At the same time, it is the ideals of the Divine Feminine and the Divine Masculine that pull us toward every greater expressions of ourselves (and our Self) . . . not only concepts held collectively, but new ways of being that have yet to come forth. It is through us that Spirit can consciously emerge on Earth.
Riane Eisler says in Sacred Pleasure :
“There is today so much interest in both very ancient and very new myths. This is not just, as we are sometimes told, a ‘New Age’ fad. It stems from the recognition that many of our myths are not only inappropriate for our rapidly changing world but misleading about human possibilities. Most important, it stems from the growing consciousness that how we image our personal and social paths can profoundly affect both our own lives and those of others.” [Sacred Pleasure, p.372-373]

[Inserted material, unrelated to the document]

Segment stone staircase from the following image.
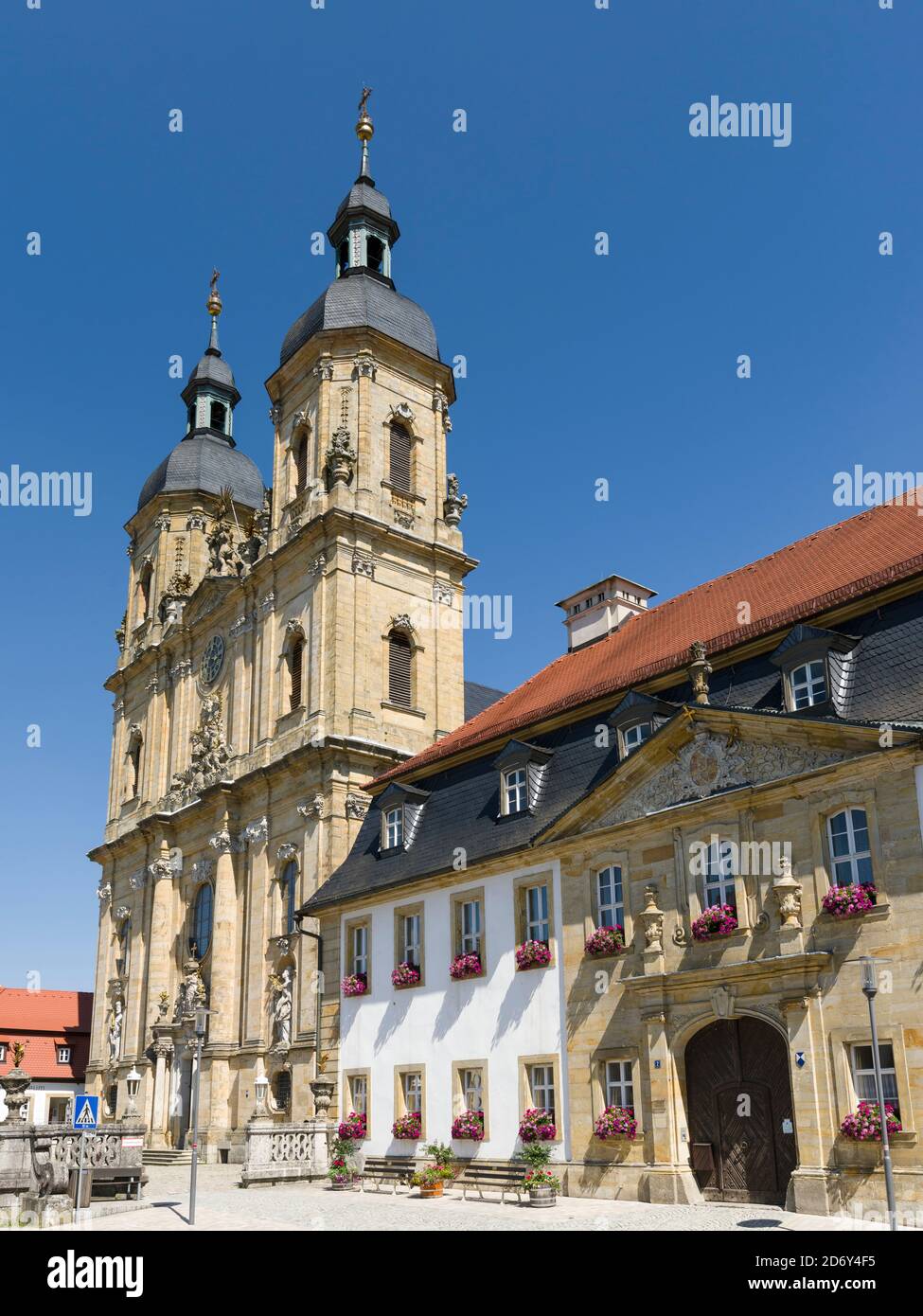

The Venus and Mars that have materialized before our eyes through our art were born of our tantric love partnership during an era when a new model of sustainable relationship and balance is emerging. Our artistic portrayals were made possible, first and foremost, because of our willingness, our openness to archetypal forces. The characters seem to have matured symbolically and physically: the paintings and poetry depict a couple that has left behind the fatuous illusions of adolescence and are, in fact, middle-aged. With eyes wide open to the challenges of the man-woman union, Mars and Venus explore the infinite splendors of what sacred love can be. These explorations bear offspring: a modernized myth for a new age.